Kanaatimizce, yalnızca Müslüman kesimde değil, Yahudi, Hıristiyan, Hindu ve Budist eğilimlerde dahi hemen her dönem ve hemen her kesim nezdinde öne alınan bu seçenek, ilkesel uyarılardan ziyade şahsiyet bazlı önerilerin merkeze taşındığı tuhaf dindarlıklardan haber vermektedir. Tarihsel manada yakından bilindiği kadarıyla, daha ilk dönemlerden itibaren öne alınan bu davranış şekli, yalnızca benim gibi düşünenleri, sadece bizi onaylayanları ve ancak bizim kabullerimizle örtüşen dinsel sunumları kabul ederiz diyen tuhaf grupçuluğun dindarlık kisvesine büründüğünü de açıkça izhâr etmektedir.
Yapılan çalışmalarının ortaya koyduğu ana ilkeye göre; daha ilk basamakta seçilen örnek kişi durumunda aktive edilen elçiyi eğiten Kur’an’ın, onların sunumlarını takip etme adına, aynı yolda iş tutan bizleri de eğiteceğinden haber veren şahsiyetli bilim insanıdır. Gelinen bu aşamadır ki; din nedir, iman nedir, gerçek nedir? önerilerini bilmeyenlerin eğitimine hasredilen dinsel sunumlar, kendi dönemlerinde seçilen elçilerin olası pratiklerinden yararlanabilmeyi de imkânlı kılabilmektedir. Bunun yanında, dünün aktif uyarıcısı hatta örnekliklerini pratiğe aktaran Peygamberlerin yardımcısı olma adına, sosyal hayatın etken unsuru durumunda olan bugünden yararlanabilecek ilim adamlarının yetişmesi de söz konusu edilmelidir. Her iki basamağın ilk adımının vahyin eğittiği muhataplıktan geçtiğinden de emin olunmalıdır.

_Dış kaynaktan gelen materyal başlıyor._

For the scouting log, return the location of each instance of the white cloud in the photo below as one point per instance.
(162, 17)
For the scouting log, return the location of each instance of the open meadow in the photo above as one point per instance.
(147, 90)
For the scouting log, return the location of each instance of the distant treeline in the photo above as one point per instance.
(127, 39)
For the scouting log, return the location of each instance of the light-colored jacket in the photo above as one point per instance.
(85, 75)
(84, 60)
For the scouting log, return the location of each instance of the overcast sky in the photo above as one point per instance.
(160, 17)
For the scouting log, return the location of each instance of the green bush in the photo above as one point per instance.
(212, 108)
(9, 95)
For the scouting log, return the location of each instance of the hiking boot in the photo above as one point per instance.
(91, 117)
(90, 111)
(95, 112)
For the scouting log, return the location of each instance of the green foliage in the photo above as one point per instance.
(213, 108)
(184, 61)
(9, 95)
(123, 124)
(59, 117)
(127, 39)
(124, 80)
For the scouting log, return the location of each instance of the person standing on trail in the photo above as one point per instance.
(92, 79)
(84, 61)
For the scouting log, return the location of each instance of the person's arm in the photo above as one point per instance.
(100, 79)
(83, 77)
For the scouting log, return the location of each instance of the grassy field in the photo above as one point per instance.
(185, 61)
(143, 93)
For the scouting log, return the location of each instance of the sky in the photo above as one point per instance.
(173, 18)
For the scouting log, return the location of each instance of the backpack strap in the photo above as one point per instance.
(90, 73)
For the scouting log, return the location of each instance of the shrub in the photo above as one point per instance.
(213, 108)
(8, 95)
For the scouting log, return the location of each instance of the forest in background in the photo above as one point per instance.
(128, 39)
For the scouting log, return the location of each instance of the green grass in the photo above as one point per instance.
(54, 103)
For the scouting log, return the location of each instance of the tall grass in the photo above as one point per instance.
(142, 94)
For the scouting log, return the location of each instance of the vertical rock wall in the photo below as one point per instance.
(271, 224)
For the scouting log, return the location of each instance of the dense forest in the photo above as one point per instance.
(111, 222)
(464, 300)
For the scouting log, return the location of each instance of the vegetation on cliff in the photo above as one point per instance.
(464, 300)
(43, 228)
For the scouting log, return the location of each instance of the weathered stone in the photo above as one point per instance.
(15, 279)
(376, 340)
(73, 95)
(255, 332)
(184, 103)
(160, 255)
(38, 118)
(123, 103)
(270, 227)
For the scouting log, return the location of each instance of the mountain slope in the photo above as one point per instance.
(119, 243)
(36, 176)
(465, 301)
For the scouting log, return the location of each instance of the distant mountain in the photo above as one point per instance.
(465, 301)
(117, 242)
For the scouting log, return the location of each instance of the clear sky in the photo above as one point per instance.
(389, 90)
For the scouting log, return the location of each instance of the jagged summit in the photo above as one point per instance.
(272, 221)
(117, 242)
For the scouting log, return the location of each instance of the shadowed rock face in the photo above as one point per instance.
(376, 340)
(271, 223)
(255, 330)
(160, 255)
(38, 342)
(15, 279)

Açıkça bilindiği gibi, hemen her gününü öğrenme ve öğretmeye adayan Atay hocamız, günlük 10 saati düşmeyen araştırma ve üretme aşamasında iş tuttuğundan da haberli durumdayız. Onun çabasının karşılığı olan üretimlerin de vahyin anlaşılmasına katkı sunduğundan emin gibiyiz. Ayrıca, Arapçadan İbraniceye kadar pek çok eserin incelenmesi de onun değer verdiği bir aşamaya tekabül etmektedir. Bunun yanında, etkin olan vasfı gereği yazma eserler üzerinde geçirilen zamanların bile, başta İngilizce olmak üzere yapılan pek çok eserin anlaşılmasını da kolaylaştırmıştır diyebiliriz.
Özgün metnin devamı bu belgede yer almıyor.